Subject: Re: Soft error on disk write corrupted drive
To: Brian Buhrow <buhrow@lothlorien.nfbcal.org>
From: Steven M. Bellovin <smb@cs.columbia.edu>
List: port-i386
Date: 08/30/2007 11:53:19
On Thu, 30 Aug 2007 08:42:32 -0700
buhrow@lothlorien.nfbcal.org (Brian Buhrow) wrote:

> 	Hello.  Having said all that, I'm inclined to agree with
> Giles that the most likely culprit is the disk itself.  I've seen
> errors following this code path in NetBSD for a number of years, and
> in a variety of situations, and if the error was corrected, the data
> always got to the right sectors.

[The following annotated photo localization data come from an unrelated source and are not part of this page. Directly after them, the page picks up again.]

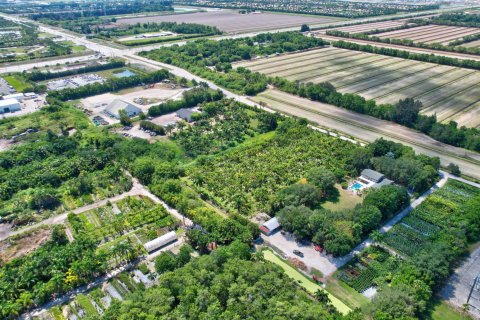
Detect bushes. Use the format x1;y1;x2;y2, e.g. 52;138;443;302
364;185;409;220
148;86;223;117
139;120;165;135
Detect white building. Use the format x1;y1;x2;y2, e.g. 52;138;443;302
3;93;25;102
0;98;21;114
105;99;141;119
144;231;177;253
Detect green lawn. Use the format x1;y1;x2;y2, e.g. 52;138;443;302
263;249;351;315
326;276;370;310
3;75;31;92
431;300;471;320
323;184;363;211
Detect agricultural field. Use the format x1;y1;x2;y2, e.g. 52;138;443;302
43;268;153;320
67;195;176;245
117;10;342;34
238;47;480;128
338;246;399;294
381;179;480;257
376;24;480;45
327;20;411;34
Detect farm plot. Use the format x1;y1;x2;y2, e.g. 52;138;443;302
67;196;175;244
240;47;480;127
330;20;409;34
116;10;342;34
338;246;400;294
376;25;480;45
381;179;480;256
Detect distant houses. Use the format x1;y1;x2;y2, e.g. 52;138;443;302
105;99;141;119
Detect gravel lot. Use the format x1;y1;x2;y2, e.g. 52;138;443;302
117;10;341;34
440;246;480;319
262;231;349;277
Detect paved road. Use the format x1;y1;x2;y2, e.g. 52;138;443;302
440;245;480;319
0;177;192;242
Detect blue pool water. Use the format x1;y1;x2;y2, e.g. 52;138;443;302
114;70;136;78
351;182;364;191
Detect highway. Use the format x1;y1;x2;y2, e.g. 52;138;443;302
1;13;480;180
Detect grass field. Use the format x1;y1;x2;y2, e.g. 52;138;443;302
263;249;351;315
239;47;480;128
3;75;30;92
431;300;470;320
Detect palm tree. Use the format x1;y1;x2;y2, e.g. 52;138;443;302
314;289;330;305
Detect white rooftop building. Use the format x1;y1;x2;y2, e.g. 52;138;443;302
0;98;21;114
3;93;25;102
144;231;177;253
105;99;141;119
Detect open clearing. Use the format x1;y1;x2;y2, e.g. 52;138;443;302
329;20;410;34
251;89;480;180
376;25;480;45
116;10;343;34
238;47;480;128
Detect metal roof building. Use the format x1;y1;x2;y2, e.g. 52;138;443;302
144;231;177;253
105;99;141;119
259;217;281;236
0;98;21;114
360;169;385;183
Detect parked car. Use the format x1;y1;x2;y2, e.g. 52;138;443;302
293;250;304;258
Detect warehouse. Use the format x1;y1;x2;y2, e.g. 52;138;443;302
0;98;21;114
3;93;25;102
105;99;141;119
144;231;177;253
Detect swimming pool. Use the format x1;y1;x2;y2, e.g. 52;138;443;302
350;182;364;191
114;70;136;78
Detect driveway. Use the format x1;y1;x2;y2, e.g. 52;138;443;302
262;231;345;277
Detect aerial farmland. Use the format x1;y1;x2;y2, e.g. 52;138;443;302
375;24;480;45
237;46;480;128
116;9;343;34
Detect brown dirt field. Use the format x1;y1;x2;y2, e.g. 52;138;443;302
0;228;51;262
117;10;341;34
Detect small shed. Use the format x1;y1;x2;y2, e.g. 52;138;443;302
144;231;177;253
105;99;141;119
260;217;281;236
0;98;21;114
360;169;384;183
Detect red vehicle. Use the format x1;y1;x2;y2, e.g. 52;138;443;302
314;245;323;253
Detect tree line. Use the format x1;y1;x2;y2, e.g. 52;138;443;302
270;53;480;152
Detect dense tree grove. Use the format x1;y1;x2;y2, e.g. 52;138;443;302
271;73;480;152
48;69;170;101
427;13;480;28
0;227;107;318
142;32;327;95
101;242;338;320
0;123;132;225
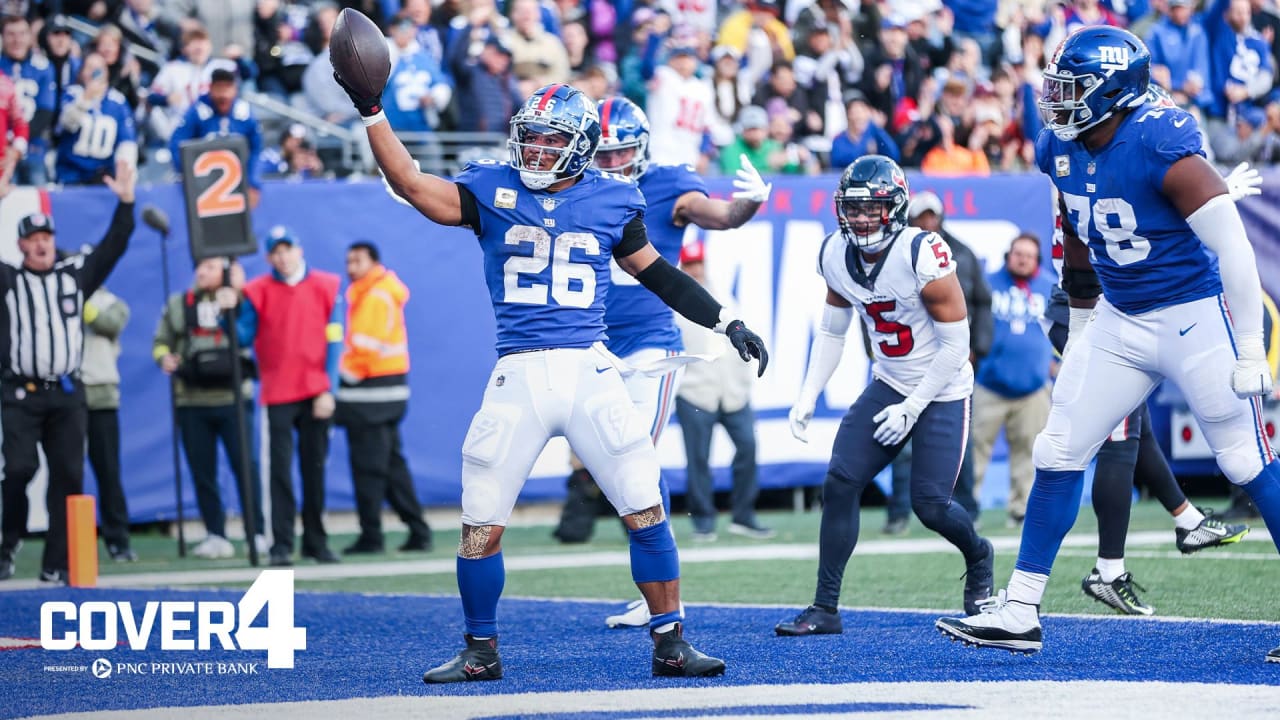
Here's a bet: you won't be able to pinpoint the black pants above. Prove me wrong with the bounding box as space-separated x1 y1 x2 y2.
346 420 430 543
1 380 87 573
177 403 264 540
87 407 130 549
267 399 331 554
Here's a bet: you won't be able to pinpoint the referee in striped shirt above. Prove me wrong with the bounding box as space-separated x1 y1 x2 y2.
0 159 135 584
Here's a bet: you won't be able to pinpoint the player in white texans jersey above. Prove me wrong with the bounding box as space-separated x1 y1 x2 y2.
937 27 1280 663
334 74 769 681
586 97 773 629
775 155 995 636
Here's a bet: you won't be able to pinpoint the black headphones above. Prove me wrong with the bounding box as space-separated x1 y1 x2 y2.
1005 232 1043 266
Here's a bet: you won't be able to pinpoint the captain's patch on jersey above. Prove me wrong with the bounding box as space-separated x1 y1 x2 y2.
1055 155 1070 177
494 187 517 209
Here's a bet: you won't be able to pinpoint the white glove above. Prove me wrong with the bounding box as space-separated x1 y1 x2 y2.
1231 331 1273 399
1224 161 1262 202
872 396 926 446
731 154 772 203
789 398 815 443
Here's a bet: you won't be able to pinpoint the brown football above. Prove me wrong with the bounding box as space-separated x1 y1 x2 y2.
330 8 390 99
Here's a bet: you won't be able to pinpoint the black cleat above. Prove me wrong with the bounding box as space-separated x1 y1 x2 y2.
963 538 995 616
107 544 138 563
0 542 19 580
39 569 68 585
1082 569 1153 616
398 533 433 552
342 539 385 555
1175 511 1249 554
774 605 843 636
423 635 503 683
651 623 725 677
1267 645 1279 664
302 546 341 564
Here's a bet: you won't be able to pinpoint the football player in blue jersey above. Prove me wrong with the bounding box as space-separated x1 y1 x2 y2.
1 16 56 185
565 96 773 629
54 53 138 185
335 72 769 681
936 26 1280 662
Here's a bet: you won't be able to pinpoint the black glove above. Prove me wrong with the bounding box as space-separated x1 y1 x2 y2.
725 319 769 377
332 71 382 118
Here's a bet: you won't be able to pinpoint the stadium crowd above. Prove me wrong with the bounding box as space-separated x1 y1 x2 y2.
0 0 1276 184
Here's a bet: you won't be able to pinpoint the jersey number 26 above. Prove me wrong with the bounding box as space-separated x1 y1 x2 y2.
503 224 599 308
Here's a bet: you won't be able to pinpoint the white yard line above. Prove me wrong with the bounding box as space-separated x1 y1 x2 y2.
0 529 1270 592
19 680 1280 720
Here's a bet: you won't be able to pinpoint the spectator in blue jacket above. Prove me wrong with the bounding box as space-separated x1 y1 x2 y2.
1206 0 1274 119
1 16 56 185
969 232 1055 529
1146 0 1214 108
169 68 263 196
829 90 899 168
383 14 453 134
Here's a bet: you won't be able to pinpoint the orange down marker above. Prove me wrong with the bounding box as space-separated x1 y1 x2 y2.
66 495 98 587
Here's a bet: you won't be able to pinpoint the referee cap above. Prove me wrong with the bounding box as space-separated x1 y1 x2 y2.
18 212 55 238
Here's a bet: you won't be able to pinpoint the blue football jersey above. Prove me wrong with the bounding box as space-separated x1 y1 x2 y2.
1035 103 1222 315
54 88 137 183
604 163 707 357
455 161 646 355
0 52 55 143
382 50 450 133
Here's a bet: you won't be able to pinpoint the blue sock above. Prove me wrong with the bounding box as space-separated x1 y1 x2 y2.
1242 460 1280 553
457 552 505 637
649 609 683 632
629 520 679 584
1014 469 1085 576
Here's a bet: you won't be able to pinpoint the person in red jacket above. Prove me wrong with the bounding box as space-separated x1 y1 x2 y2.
0 70 29 195
220 226 343 566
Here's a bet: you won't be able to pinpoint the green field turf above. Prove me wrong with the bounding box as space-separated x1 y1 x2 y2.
7 499 1277 621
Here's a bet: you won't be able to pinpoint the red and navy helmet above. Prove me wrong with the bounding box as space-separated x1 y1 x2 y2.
834 155 910 251
594 96 650 178
1040 26 1151 141
509 83 602 190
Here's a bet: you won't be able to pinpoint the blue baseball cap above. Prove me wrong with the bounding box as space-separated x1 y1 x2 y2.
265 225 300 251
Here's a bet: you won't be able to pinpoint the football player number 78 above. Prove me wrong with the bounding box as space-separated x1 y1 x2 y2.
1059 191 1152 266
503 224 599 308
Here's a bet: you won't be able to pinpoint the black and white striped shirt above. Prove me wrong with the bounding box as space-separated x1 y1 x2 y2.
0 202 134 381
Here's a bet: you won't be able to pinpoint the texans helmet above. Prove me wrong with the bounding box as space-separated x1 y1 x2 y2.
834 155 910 253
509 83 601 190
594 96 650 178
1040 26 1150 141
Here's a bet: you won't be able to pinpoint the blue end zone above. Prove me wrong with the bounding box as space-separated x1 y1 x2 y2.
1 589 1277 718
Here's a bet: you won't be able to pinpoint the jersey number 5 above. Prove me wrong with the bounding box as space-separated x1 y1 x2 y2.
504 225 599 308
865 301 914 357
1059 192 1151 266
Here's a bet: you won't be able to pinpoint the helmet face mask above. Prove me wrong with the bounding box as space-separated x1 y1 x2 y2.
594 96 651 178
509 85 601 190
834 155 909 254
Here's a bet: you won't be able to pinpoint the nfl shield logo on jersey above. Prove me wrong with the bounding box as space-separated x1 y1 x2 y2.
541 197 560 212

The NetBSD code, and most other OS's
> that I've worked with, simply requeues the write request, and tries
> again, possibly after a hardware reset command.  In this case, it
> sounds like the drive is taking the second pass, reporting success,
> and actually not doing what it promised.  

What are the block numbers where the data was actually written?  Is
there any obvious relationship between the relative block number on the
intended partition versus the relative block number on some other
partition?  For that matter, the error message reported the problem on
the first block of a multi-block write, with the low order 2 bits of
the block number zero.  Does that hold true for the actual block
written, relative to some other partition?  (It is *not* true for the
disk itself, per the error message.)



		--Steve Bellovin, http://www.cs.columbia.edu/~smb